MISSION ACCOMPLISHED
Within its lane, it does exactly what a seasonal FlipFont is supposed to do. Glyph spacing is consistent, rendering is clean at notification-bar sizes, and the Christmas styling is committed enough to actually feel festive rather than half-hearted. Monotype knows how to ship a system font that doesn't break the launcher, and that craft shows.
The one-time price also ages well compared with the subscription creep elsewhere on the Galaxy Store. Buy it in December 2026 and it is still your font in December 2030, assuming Samsung does not rework FlipFont out of One UI in the meantime.
ROOM TO IMPROVE
Legibility is the obvious cost.

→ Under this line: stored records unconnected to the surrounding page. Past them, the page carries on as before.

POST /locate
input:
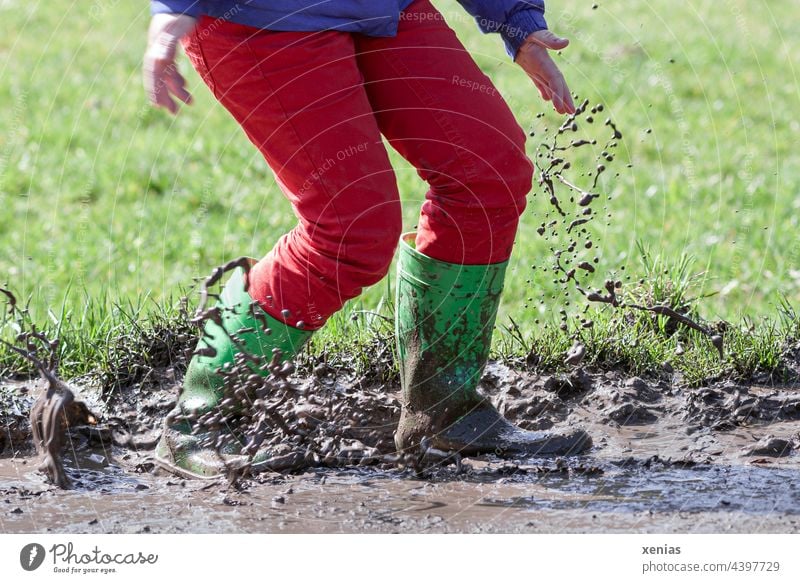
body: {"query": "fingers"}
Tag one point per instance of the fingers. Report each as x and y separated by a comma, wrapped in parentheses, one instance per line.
(177, 86)
(162, 80)
(548, 40)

Decorative scripts at 12 sp inside a notification stack or a settings menu turn into ornament first and text second. You will squint at sender names and timestamps in ways the stock system font never asks of you. For eleven months of the year, that tradeoff is hard to defend.
The package is also narrow by design — Latin only, no italic or weight variants, no companion regular face to pair with the display script for body copy. Apps that override the system font (Chrome, most chat clients, anything with bundled type) will ignore it entirely, so the Christmas effect lives mostly on the home screen, the dialer, and the settings app.
CONCLUSION
Buy it as a December accessory and switch back to the default in January. Anyone treating it as a daily-driver typeface will be reading garland for a month before they admit defeat. If you want a seasonal flourish that lives on the home screen and nowhere serious, it lands; if you want a font you can actually live inside, look at Monotype's plainer Latin FlipFonts instead.